While construction expenses can be nearly twice those of wind, overall expenses are lower. "You have no fuel costs," Erpenbeck says.

Another impetus is the growing number of states with renewable energy mandates. Most states don't let existing hydroelectric plants qualify, but they recognize new capacity. And since 2005, utilities can get a tax credit for the new power, though it's half the benefit afforded wind and other renewables.

"We saw Holtwood as an opportunity to meet (Pennsylvania's) renewable" energy requirement, Holtwood manager Chris Porse says.

The Holtwood expansion will also lend a helping hand to migrating fish. Now, shad swimming upstream on the Susquehanna to spawn often can't find the dam's fish lift — a sort of elevator that hoists them above the dam and back into the river — due to strong currents.

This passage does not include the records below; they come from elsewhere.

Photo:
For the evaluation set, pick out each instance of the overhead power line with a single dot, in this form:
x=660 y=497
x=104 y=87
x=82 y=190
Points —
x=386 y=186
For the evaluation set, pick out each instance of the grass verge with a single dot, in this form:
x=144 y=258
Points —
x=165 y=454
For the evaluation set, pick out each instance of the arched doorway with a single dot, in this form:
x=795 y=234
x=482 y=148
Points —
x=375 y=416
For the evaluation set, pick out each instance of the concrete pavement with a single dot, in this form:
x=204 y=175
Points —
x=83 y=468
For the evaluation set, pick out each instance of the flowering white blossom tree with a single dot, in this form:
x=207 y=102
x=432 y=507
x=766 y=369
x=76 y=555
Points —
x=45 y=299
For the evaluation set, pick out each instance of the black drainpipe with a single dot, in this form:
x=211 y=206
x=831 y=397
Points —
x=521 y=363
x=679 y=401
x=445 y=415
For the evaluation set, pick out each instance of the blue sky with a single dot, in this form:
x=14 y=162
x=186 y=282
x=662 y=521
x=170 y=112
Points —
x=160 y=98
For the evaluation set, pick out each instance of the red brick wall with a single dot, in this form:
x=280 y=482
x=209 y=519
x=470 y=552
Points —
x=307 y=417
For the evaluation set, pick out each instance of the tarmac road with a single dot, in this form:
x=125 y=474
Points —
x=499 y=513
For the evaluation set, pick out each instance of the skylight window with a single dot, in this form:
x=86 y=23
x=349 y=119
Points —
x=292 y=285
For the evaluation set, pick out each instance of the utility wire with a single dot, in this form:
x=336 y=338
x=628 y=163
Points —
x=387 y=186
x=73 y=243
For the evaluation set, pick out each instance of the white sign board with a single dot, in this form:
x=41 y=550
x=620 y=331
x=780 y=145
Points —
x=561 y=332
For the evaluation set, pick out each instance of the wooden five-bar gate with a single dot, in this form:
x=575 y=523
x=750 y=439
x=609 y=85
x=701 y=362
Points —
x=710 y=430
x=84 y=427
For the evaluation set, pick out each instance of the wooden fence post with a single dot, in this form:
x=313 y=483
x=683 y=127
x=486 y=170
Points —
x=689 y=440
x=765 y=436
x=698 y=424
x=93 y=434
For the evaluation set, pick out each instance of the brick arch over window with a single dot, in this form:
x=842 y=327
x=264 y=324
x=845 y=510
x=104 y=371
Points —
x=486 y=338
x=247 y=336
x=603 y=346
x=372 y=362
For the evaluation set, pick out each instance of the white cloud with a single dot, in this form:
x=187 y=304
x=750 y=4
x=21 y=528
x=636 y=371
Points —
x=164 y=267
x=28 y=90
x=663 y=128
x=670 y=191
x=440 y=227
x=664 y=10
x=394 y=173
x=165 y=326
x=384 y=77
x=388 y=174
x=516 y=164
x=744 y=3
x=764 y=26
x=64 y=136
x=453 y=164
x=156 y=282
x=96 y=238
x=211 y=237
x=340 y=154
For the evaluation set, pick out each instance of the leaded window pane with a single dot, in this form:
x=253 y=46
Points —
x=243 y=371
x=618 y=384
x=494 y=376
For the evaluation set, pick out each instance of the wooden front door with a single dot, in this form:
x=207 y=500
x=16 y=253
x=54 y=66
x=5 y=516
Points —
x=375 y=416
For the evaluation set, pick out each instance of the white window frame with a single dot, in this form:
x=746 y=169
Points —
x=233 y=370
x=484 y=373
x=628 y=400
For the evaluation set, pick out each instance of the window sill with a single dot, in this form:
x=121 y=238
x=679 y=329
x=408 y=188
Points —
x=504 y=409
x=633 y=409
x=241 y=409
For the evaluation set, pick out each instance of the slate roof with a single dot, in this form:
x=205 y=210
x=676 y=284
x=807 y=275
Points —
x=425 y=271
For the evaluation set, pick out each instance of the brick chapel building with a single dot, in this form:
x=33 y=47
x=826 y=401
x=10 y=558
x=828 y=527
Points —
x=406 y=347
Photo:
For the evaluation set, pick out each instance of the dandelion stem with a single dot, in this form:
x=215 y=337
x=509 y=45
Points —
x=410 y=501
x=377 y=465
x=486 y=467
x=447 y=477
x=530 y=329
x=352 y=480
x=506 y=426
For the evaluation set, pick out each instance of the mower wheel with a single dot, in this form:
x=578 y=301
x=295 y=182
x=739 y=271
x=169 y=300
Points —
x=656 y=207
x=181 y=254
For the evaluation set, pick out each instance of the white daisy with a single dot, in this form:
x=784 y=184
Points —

By siphoning some water to the new turbines and widening the river channel, the project will ease the flow, letting more fish pass, Porse says.

Existing dams as a resource

Environmental groups have opposed new dams because they trap sediment and often impede migrating fish such as salmon. But "if you have a dam that's clearly not going away, it makes a lot of sense to look at putting hydropower on" it, says John Seebach, head of American Rivers' Hydropower Reform Campaign.

What other developers are doing:

•Installing hydropower on existing dams. Power wholesaler AMP Ohio is adding 344 megawatts of hydropower to five locks and dams along the Ohio River. The $500 million project is slated to be done by 2014.

AMP CEO Mark Gerken says hydro generation is more reliable than wind, which stops when the air is calm. And, he says, hydro equipment can generate for 75 years or longer.

•Replacing existing powerhouses. The Grant County Public Utility District in Washington is replacing all 10 turbines and upgrading generators at its Wanapum dam on the Columbia River. The $350 million project will boost capacity 20%, partly because the angles of the new turbine blades can be adjusted to maximize power. That will help meet electricity demand that's growing 9% a year as giants such as Yahoo and Microsoft build big server farms in the region.

•Adding water storage. Besides boosting capacity at its Iowa Hill hydroelectric dam, Sacramento Utility District is installing a pump. Excess grid power at night will be used to pump water that's already flowed through the turbines back to the top of the dam for storage.

Then, when wind turbines shut off because the air is calm, the district can use the stockpiled water to quickly rev up the hydro generators. Hydroelectricity can thus promote wind development.

Despite the advances, hydropower still can't shake its clouded image. Some states, for instance, allow only small projects to count toward a clean energy mandate to minimize environmental harm.

"It's sort of been relegated to the same position as nuclear," says Douglas Hall, manager of the water energy program for the Idaho National Laboratory. "It's really almost injurious to take that kind of attitude if we're seriously hurting for power."